Homeless shelter
Cots inside a homeless shelter. Photo via Pixabay

The Board of Supervisors is slated Tuesday to approve a roughly quarter-million-dollar project to repair a homeless facility in Palm Springs damaged by a fire well over a year ago.

The Nightingale Manor sustained losses that made part of the transitional shelter uninhabitable in June 2021, according to the Riverside County Housing Authority.

The board is expected to approve a $258,118 contract with Palm Springs-based Belfor USA Group Inc. to perform all work required to bring the 12-unit structure back up to code.

The Housing Authority is asking the board to approve the project as an emergency reconstruction enterprise, without seeking competitive bids.

“Approving this item will have a positive impact on the citizens and businesses of Riverside County,” according to a statement posted to the board’s agenda.

“The proposed project is expected to generate temporary construction jobs. Additionally, the renovations will protect (homeless) clients, providing more housing units for the displaced residents and making the building safer. This improvement will positively impact the overall health of workers and clients and improve the surrounding neighborhood.”

Multiple apartments were damaged by the June 15, 2021, blaze inside the facility, located 2951 De Anza Road. One of the occupants was also hurt, but not seriously, in the early morning conflagration.

The Palm Springs Fire Department did not identify a specific cause after the blaze was knocked down.

While the facility is owned by the county, it is leased and operated by the nonprofit Jewish Family Services.
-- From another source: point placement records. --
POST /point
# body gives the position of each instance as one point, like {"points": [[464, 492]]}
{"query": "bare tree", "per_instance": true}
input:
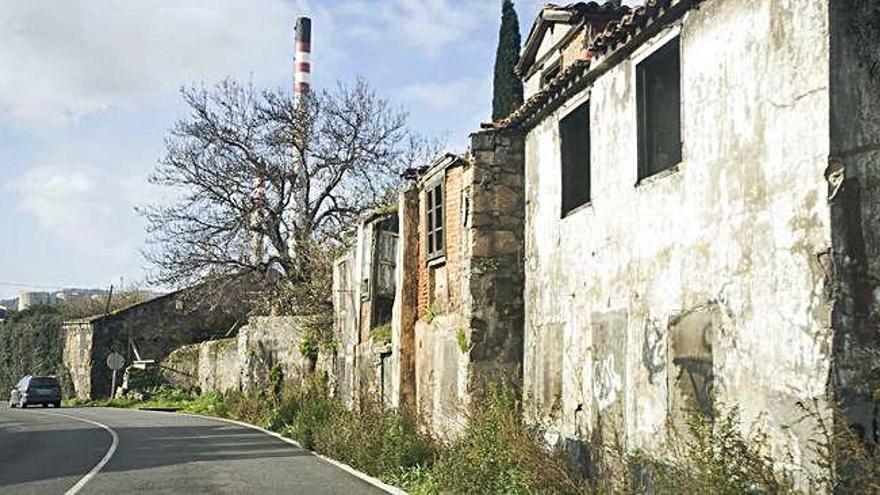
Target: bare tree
{"points": [[317, 166]]}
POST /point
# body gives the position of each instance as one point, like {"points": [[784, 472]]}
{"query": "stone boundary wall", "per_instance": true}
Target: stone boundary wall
{"points": [[242, 362]]}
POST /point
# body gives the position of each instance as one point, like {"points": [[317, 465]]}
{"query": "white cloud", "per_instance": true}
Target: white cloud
{"points": [[427, 25], [88, 210], [60, 60], [444, 95]]}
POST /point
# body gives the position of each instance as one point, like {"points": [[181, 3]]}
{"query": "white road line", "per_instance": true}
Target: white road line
{"points": [[345, 467], [91, 474]]}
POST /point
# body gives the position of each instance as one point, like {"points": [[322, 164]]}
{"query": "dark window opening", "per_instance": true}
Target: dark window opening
{"points": [[435, 221], [551, 73], [574, 134], [658, 94]]}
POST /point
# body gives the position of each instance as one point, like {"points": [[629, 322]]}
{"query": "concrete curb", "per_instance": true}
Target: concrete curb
{"points": [[345, 467]]}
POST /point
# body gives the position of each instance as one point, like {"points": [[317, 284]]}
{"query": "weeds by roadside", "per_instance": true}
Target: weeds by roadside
{"points": [[498, 452]]}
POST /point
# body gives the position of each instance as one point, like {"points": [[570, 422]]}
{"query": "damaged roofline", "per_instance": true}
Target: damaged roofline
{"points": [[580, 75], [572, 14]]}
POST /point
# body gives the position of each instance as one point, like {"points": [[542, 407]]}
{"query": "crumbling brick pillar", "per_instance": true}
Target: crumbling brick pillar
{"points": [[407, 301], [495, 195]]}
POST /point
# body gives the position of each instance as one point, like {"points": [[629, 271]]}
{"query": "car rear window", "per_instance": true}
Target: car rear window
{"points": [[44, 382]]}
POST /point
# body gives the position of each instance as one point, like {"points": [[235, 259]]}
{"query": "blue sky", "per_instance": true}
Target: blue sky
{"points": [[89, 87]]}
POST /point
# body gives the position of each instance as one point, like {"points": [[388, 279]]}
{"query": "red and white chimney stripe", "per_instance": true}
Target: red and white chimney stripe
{"points": [[302, 81]]}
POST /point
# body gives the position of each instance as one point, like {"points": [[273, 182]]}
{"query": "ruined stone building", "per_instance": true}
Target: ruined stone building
{"points": [[702, 213], [686, 205]]}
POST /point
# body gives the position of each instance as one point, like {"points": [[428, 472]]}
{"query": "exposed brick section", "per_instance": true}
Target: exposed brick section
{"points": [[422, 279], [576, 49], [482, 272], [452, 235], [411, 266]]}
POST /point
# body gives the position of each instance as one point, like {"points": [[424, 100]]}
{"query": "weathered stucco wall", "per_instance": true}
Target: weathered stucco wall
{"points": [[242, 362], [211, 365], [77, 357], [714, 272], [155, 327], [363, 294]]}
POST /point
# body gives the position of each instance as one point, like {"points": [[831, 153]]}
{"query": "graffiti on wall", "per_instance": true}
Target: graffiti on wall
{"points": [[693, 381], [608, 383], [654, 349]]}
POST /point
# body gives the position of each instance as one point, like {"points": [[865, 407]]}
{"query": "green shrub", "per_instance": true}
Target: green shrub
{"points": [[30, 344], [461, 338], [212, 403], [417, 480], [499, 453], [381, 334], [715, 457], [378, 442]]}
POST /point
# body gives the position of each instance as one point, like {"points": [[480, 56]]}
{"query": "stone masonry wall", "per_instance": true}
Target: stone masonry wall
{"points": [[77, 357], [468, 304], [242, 362], [709, 277], [854, 188]]}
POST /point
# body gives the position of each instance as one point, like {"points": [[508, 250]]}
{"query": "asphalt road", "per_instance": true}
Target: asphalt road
{"points": [[49, 451]]}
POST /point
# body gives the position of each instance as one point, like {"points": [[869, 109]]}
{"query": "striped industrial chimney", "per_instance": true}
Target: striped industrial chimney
{"points": [[302, 58]]}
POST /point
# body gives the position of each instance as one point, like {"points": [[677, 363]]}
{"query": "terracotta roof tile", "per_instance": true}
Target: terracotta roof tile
{"points": [[615, 34]]}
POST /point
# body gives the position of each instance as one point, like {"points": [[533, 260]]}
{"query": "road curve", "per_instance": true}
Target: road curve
{"points": [[48, 451]]}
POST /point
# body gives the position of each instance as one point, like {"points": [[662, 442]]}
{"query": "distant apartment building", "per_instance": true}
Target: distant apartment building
{"points": [[29, 299]]}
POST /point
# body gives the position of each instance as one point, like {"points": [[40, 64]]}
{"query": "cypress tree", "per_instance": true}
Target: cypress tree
{"points": [[507, 93]]}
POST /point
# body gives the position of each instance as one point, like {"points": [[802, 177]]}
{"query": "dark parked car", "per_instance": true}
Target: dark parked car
{"points": [[32, 390]]}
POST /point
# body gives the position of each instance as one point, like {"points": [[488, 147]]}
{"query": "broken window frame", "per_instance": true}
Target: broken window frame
{"points": [[551, 72], [435, 195], [650, 141], [575, 163]]}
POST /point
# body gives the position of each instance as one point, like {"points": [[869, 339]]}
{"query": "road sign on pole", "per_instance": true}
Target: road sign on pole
{"points": [[115, 362]]}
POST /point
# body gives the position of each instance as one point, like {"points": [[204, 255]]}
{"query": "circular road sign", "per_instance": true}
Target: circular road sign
{"points": [[115, 361]]}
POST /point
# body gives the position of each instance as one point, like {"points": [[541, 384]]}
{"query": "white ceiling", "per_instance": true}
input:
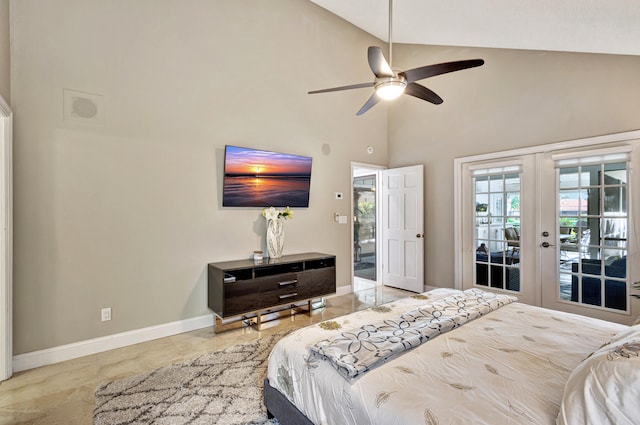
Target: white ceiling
{"points": [[592, 26]]}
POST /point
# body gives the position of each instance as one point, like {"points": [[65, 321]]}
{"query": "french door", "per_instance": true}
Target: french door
{"points": [[552, 227]]}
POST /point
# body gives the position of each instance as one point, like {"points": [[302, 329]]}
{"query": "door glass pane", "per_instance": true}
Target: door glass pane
{"points": [[568, 177], [497, 231], [593, 235], [364, 227]]}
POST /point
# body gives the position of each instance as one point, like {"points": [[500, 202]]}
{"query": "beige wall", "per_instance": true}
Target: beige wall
{"points": [[517, 99], [5, 55], [126, 212]]}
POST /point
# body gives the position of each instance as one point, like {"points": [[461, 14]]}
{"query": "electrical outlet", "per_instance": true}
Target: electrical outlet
{"points": [[106, 314]]}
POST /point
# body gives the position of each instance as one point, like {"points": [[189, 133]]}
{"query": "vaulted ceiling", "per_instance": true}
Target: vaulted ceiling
{"points": [[591, 26]]}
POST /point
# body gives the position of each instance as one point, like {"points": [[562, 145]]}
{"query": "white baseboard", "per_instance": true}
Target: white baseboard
{"points": [[97, 345]]}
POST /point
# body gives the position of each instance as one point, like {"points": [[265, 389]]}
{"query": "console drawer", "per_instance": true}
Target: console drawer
{"points": [[283, 296], [276, 283], [240, 297]]}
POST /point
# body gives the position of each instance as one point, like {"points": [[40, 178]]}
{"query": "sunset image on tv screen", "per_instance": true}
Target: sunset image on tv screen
{"points": [[256, 178]]}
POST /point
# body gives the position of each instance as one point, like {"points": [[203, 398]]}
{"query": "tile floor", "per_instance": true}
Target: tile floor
{"points": [[62, 394]]}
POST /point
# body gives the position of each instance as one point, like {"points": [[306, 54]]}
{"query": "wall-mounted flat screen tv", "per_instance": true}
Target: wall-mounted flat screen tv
{"points": [[257, 178]]}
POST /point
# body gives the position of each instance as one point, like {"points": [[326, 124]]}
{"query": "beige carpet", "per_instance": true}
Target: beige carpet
{"points": [[224, 387]]}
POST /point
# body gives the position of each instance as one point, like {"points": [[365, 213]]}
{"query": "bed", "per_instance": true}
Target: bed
{"points": [[513, 364]]}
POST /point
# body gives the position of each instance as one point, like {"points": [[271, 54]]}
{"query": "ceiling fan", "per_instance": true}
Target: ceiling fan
{"points": [[389, 84]]}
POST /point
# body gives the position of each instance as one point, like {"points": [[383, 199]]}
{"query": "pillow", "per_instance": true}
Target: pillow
{"points": [[605, 387]]}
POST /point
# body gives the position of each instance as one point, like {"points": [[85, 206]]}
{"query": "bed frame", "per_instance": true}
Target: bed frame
{"points": [[280, 407]]}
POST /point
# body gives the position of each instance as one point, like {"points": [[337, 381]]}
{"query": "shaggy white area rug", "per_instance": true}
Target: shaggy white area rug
{"points": [[224, 387]]}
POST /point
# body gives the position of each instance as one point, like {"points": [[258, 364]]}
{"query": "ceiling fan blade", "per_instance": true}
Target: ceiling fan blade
{"points": [[352, 86], [378, 63], [421, 92], [369, 104], [416, 74]]}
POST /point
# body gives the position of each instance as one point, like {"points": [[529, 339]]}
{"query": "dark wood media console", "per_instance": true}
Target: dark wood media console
{"points": [[246, 291]]}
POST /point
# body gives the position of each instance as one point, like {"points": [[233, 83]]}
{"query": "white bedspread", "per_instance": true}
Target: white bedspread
{"points": [[508, 367]]}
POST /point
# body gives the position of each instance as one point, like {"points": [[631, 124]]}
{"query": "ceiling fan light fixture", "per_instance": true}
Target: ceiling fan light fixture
{"points": [[390, 90]]}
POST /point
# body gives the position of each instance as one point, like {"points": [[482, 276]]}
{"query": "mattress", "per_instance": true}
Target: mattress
{"points": [[509, 366]]}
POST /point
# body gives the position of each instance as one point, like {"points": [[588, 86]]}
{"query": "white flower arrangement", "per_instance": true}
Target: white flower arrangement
{"points": [[273, 214]]}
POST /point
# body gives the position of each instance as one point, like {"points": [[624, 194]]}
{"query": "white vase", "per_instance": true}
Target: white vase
{"points": [[275, 237]]}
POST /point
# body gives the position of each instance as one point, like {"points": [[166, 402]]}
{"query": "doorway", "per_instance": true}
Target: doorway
{"points": [[6, 242], [365, 198], [552, 225]]}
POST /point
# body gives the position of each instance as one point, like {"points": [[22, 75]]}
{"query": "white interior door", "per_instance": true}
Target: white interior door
{"points": [[6, 243], [403, 228]]}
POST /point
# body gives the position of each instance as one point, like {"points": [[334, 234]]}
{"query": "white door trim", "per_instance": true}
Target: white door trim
{"points": [[6, 241]]}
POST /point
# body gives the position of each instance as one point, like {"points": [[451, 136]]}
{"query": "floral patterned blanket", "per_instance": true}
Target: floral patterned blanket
{"points": [[358, 350], [507, 367]]}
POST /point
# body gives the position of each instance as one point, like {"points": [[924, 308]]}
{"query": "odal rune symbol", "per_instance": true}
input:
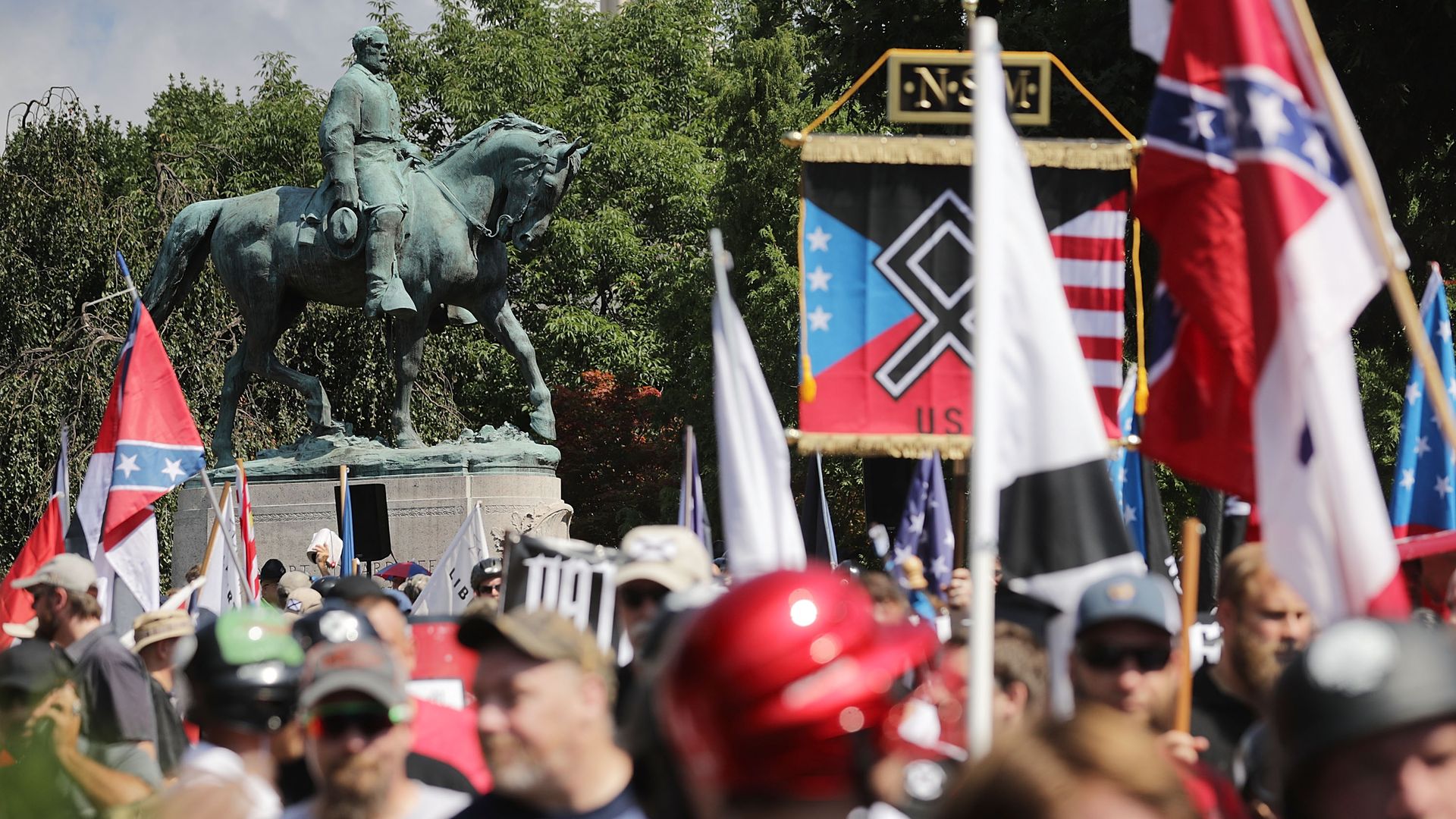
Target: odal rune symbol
{"points": [[929, 264]]}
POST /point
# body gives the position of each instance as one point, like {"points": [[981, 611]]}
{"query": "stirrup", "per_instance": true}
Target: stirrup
{"points": [[397, 300]]}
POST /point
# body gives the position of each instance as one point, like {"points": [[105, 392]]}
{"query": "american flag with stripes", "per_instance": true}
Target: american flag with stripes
{"points": [[1091, 257]]}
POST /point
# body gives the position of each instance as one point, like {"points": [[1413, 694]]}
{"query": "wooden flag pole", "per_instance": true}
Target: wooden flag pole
{"points": [[1370, 196], [1188, 579], [344, 509], [212, 537]]}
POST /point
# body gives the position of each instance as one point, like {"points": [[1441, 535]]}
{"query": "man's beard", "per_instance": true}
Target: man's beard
{"points": [[1258, 662], [514, 770], [357, 787]]}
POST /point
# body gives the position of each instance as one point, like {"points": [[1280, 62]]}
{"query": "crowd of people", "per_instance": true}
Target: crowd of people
{"points": [[817, 692]]}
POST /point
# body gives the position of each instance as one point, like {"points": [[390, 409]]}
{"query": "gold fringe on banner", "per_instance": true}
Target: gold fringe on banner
{"points": [[952, 447], [1076, 155], [902, 445]]}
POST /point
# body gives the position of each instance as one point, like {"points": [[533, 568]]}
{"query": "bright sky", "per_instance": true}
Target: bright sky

Initially, it was unclear whether JFS’ insurance carrier, or the county’s, would be responsible for covering repairs stemming from the fire.

According to county officials, the Housing Authority’s insurer was ultimately determined to be the responsible entity.

Belfor USA Group was selected based on its prior extensive use by “numerous county agencies for emergency repair work,” according to the Housing Authority.

It was unclear how long the reconstruction project would take.